Good Question: How Often Do Prisoners Escape?
MINNEAPOLIS (WCCO) -- Investigators spent the day questioning prison workers and contractors at the Clinton Correctional Facility to figure out how two killers escaped from a maximum security prison in Upstate New York. As of Monday night, the men got away with an elaborate plan using power tools to cut through walls to reach tunnels outside. Authorities have acknowledged they could be anywhere by now.
So, how often do prisoners escape? Good Question.
According to the Bureau of Justice Statistics, there were 2,001 escapes from prisons in 2013. The category is classified as AWOL/escape and includes people who haven't shown up or simply walked away from minimum-security facilities.
"That's the classic escape from the Bureau of Prisons," said Ed Ross, a spokesperson for the Federal Bureau of Prisons. He said there are few very escapes from high-security federal prisons. The last one was in Chicago in 2012 when two inmates tied bedsheets together to climb down 17 stories. Both were later captured.
The number of escapes have dramatically decreased over the past several decades as the prison population has increased. In 1993, there were 14,035 escapes.
Ross credits better technology, including surveillance cameras, alarmed fences, less-than-lethal stun fencing and armed perimeter patrols.
At the state level, escapes have dropped off significantly as well. In Minnesota, there haven't been any escapes from a secure perimeter facilities since the mid-1980s. The state has one of the best track records in the country.
In 2013, two men walked away from a minimum-security federal prison in Duluth, but were captured at a Burnsville hotel six days later. In 2008, a corrections officer foiled an escape attempt at the Minnesota Correctional Facility-Stillwater. Four men had been trying to dig a tunnel to the outside.
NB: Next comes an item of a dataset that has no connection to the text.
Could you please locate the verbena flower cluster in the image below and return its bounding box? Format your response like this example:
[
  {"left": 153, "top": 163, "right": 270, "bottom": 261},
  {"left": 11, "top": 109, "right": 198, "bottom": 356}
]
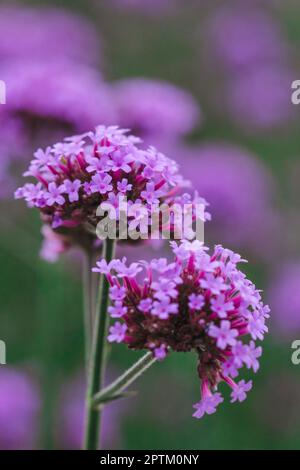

"They're not really very common, especially at the higher levels, because of the good staff and the people who do their jobs every day," said Jim Bruton, former warden for Minnesota's highest-security prison, Oak Park Heights.
Bruton said, when he first became warden, he commissioned his staff to find ways to escape and then fix them. He called himself "overly paranoid all the time" about the possibility of an escape.
He credits better technology among cameras, better training and more people who want to be in the role of corrections officer.
"You can have all the technology and have all the security and do all of these drills and everything," Bruton said. "But without a good staff, it's all futile because you're going to have trouble."